Consider a coding assistant handling “fix the authentication bug from yesterday’s discussion”:
- Memory recalls yesterday’s conversation about the auth bug, including the file names and error messages discussed
- Retrieval pulls the relevant source files and documentation about the auth system
- Tools read the current file contents, run tests to reproduce the bug, and apply the fix
The orchestration layer decides which mechanism to invoke based on the query. Some systems use the model itself to plan which sources to consult. Others use deterministic routing based on query classification.
Architecture decisions
Where to start: If you’re building your first agent, start with tools. They provide the most immediate value with the least infrastructure. Add retrieval when your knowledge base exceeds what fits in a prompt. Add memory when users expect continuity across sessions.
Latency budget: Retrieval adds 100-500ms. Tool calls add 200-2000ms depending on the external service. Memory retrieval is typically fast (50-100ms) if stored locally. Budget your latency accordingly — an agent that takes 10 seconds to respond because it’s calling five tools sequentially will frustrate users.
Failure modes: Each mechanism fails differently. Retrieval returns irrelevant results. Memory surfaces outdated information. Tools timeout or error. Your agent needs graceful degradation for each — falling back to the model’s parametric knowledge when external sources fail.
The context engineering perspective
Retrieval, memory, and tools are all forms of context engineering — they determine what information the model sees when generating a response. The model’s output quality is bounded by the quality of its context. A perfectly prompted model with bad context produces bad outputs. A simply prompted model with excellent context produces excellent outputs.
The art is in the orchestration: knowing which mechanism to invoke, how much context to include, and when to stop gathering information and start generating a response.
FAQ
What’s the difference between RAG and agent memory?
RAG retrieves information from an external knowledge base — documents, code, articles — based on semantic similarity to the current query. Agent memory stores and retrieves information from the agent’s own past interactions — conversation history, user preferences, and learned facts. RAG answers “what does the documentation say?” while memory answers “what did we discuss before?”
When should an agent use tools vs retrieval?
Use retrieval when the information already exists in a pre-indexed knowledge base and doesn’t change in real-time. Use tools when you need current data (live prices, system status), when the information can’t be pre-indexed (dynamic database queries), or when the agent needs to take an action that changes state (sending messages, creating records, modifying files).

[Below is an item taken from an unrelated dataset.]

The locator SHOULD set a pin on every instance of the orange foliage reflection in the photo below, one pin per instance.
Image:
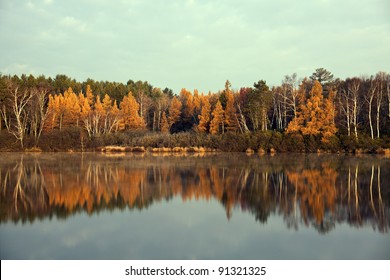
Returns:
(318, 195)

Can an agent use all three?
Yes, and production agents typically do. A single user query might trigger memory retrieval to recall context from past conversations, RAG to pull relevant documentation, and tool calls to fetch current data or execute actions. The orchestration layer — whether model-driven or rule-based — decides which mechanisms to invoke for each query.

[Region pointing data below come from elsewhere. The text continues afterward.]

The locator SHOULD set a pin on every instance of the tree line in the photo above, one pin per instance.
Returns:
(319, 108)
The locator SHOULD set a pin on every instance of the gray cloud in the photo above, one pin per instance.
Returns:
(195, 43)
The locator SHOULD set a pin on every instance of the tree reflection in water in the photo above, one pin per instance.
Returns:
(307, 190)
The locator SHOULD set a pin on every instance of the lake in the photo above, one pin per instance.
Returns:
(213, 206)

Which is most important for production agents?
Tools are typically most important because they enable agents to take actions and access real-time information, which is what differentiates an agent from a chatbot. However, the answer depends on your use case. A customer support agent needs retrieval most (knowledge base access). A personal assistant needs memory most (user context). A DevOps agent needs tools most (system interactions).